Torn flag causes anger on anniversary of Eureka

TORN FLAG: Ballarat Regional Trades and Labor Council secretary Brett Edgington at the Bakery Hill roundabout with a damaged Eureka Flag before it was replaced later on Monday (inset). Picture: Luka Kauzlaric
TORN FLAG: Ballarat Regional Trades and Labor Council secretary Brett Edgington at the Bakery Hill roundabout with a damaged Eureka Flag before it was replaced later on Monday (inset). Picture: Luka Kauzlaric

Brett Edgington is angry. 

He stands looking up at the Eureka flag raised on the flag pole at Bakery Hill in despair on the morning of the 164th anniversary of Eureka.

He says the flag is torn and looks like a ‘blue piece of material the size of a handkerchief’. 

“For people who are coming into Ballarat down Victoria Street to commemorate Eureka this morning, it is a pretty sad sight,” the Ballarat Regional Trades and Labour Council secretary told The Courier before the flag had been replaced. 

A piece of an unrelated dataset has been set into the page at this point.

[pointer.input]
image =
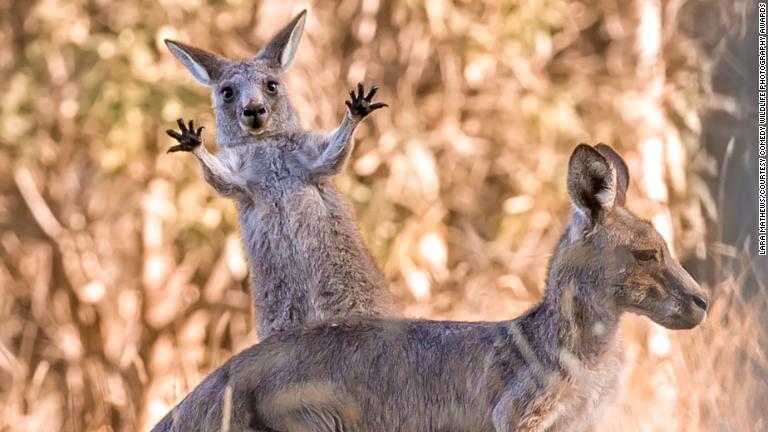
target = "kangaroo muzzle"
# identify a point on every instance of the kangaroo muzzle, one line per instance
(254, 118)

“For a city that capitalises on the Eureka story for tourism and uses the Eureka logo all over material and uses it for commercial gain, this flag shows utter disrespect for Eureka.”

The Courier  was at the Bakery Hill flag site at 11.30am to take this photo. 

A City of Ballarat spokesperson later confirmed the flag had been replaced during the day, explaining it was dislodged following high winds at the weekend. 

More than 400 people attended City of Ballarat’s Eureka Centre Community Day on Sunday to celebrate the re-opening of the updated Eureka Centre permanent exhibition.

The Eureka Day Commemoration Service held at the Eureka Circle on Monday attracted more than 50 community members who remembered those who died in the Eureka Stockade.

The torn flag at Bakery Hill on Monday morning. Picture: Luka Kauzlaric

The torn flag at Bakery Hill on Monday morning. Picture: Luka Kauzlaric

City of Ballarat mayor Samantha McIntosh said the events that happened 164 years ago have not only shaped Ballarat but also Australia and other parts of the world.  

“The influx of young, ambitious, enterprising people from nations across the world brought an influx of new ideas and experiences to Ballarat… Their protests on the goldfields were cries from the heart for new democratic rights in a new world built on endeavor,” she said. 

“Since that time, the Eureka Stockade has been increasingly integrated into Ballarat’s story of achievements.”

City of Ballarat has begun community engagement on the future of the Eureka Centre, with plans to develop an Interpretation Plan which will set new objectives for telling the Eureka story. 

Community members can participate in an online survey to share what they love about the story and what is imagined for the future of the centre until March 31.